2 cal 3 problems?

Question

1) Find the point on the curve of intersection of the paraboloid x^2+y^2+2z = 4 and the plane x-y+2z = 0 that is closest to the origin.

2) Find the point on the curve of intersection of the paraboloid x^2+y^2+2z = 4 and the plane x-y+2z = 0 that is farthest from the origin.


I dont necessarily need the answers , i can solve them myself if someone can tell me how in the world am I supposed to solve them. I just need an explanation cause i don't know where to start.

in my book its chapter 13. right before ch.14 which is multiple integration. my book name is CALCULUS : EIGHT EDITION by Larson, Hostetler, and Edwards

Answer 1

The intersection point is the common point, satisfies the given equations. Find z in terms of x and y
1) find distance and its min value use derivative

2) find distance and its max value use derivative

Example:Given the intersection of the parboloid surface z=x^2+y^2 and the plane z+y+x=1 is an ellipse, find the maximum and minimum distance from origin (0,0) to the points of this ellipse.
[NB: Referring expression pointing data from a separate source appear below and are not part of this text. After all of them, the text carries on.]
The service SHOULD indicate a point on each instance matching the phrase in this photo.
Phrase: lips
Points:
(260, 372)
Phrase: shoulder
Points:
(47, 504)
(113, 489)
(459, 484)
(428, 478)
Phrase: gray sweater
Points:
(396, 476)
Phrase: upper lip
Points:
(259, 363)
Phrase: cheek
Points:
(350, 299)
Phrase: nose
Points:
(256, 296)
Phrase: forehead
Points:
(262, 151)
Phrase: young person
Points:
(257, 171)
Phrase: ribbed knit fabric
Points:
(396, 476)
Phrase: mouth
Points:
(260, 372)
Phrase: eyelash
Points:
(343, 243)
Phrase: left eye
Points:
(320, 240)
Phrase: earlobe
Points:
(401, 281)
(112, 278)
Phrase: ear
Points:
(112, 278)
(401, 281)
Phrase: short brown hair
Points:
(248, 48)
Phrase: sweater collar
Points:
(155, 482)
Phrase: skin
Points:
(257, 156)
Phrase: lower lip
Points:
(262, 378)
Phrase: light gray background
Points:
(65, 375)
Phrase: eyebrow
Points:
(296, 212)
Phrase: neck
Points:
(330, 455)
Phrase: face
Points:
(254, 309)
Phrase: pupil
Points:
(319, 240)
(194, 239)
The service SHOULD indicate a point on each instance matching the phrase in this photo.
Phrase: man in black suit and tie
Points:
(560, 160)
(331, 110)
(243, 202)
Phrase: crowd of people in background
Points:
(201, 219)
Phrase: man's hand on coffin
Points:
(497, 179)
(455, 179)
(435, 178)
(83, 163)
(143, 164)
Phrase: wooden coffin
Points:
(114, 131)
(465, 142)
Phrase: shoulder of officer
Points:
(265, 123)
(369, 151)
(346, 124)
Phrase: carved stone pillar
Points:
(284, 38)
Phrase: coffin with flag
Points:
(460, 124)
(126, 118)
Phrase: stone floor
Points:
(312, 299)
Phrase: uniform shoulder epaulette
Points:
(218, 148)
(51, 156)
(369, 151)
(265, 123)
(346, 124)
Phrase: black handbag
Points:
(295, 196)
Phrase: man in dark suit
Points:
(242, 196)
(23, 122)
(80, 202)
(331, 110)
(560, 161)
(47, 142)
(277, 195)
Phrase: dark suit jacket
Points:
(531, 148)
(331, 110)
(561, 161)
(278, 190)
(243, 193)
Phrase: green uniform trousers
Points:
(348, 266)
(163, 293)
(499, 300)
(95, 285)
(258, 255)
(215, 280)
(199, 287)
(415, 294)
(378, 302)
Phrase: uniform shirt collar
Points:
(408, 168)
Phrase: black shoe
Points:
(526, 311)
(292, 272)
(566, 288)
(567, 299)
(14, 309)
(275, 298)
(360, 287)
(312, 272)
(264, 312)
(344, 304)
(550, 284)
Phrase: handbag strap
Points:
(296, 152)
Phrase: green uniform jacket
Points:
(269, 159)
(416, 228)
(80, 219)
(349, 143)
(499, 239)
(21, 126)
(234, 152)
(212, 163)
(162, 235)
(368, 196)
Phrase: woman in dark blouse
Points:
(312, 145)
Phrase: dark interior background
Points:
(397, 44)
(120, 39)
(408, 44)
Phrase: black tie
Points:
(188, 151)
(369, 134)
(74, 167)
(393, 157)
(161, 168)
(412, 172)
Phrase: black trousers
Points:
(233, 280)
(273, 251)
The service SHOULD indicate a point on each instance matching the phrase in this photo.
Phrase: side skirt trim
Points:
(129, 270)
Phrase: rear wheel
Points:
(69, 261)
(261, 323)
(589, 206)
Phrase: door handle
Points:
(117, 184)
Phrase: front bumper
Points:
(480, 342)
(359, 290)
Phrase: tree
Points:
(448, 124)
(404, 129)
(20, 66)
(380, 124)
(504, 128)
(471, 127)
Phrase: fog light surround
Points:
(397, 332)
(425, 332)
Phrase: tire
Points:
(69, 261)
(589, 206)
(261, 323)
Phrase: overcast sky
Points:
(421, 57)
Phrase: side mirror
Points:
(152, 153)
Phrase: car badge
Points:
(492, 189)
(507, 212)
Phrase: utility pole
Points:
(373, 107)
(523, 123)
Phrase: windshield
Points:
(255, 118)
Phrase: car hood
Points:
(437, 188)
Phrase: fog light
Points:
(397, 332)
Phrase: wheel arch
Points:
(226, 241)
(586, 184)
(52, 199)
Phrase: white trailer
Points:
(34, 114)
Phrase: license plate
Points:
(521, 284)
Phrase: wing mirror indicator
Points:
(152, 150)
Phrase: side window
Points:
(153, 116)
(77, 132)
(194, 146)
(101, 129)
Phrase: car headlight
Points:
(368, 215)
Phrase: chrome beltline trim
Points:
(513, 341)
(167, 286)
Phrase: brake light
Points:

Solution: This problem can be formulated as:
d(x,y,z) = x^2+y^2+z2,
subject to g(x,y,z ) = x^2+y^2 -z
and h(x, y, z)=z+y+x=1.

Method I: We can eliminate the variable z in this problem by replacing z =1-x-y.
Then it reduces to
d(x,y) = x^2+y^2+(1-x-y)^2
subject to 1-x-y=x^2+y^2.

Method II:
We use the modified Lagrange method as follows:
grad d = a grad g + b grad h,
for some unknown constants a and b.
(2x, 2y, 2z) =a(2x, 2y -1) +b( 1, 1, 1). ie.
x=b/(1-2a),
y =b/(1-2a),
z=(b-a)/2.
Set x=y=t=b/(1-2a), z=s=(b-a)/2.
Then we have 2t2=s, and s+2t=1. Eliminating s, we got 2t2=1-2t.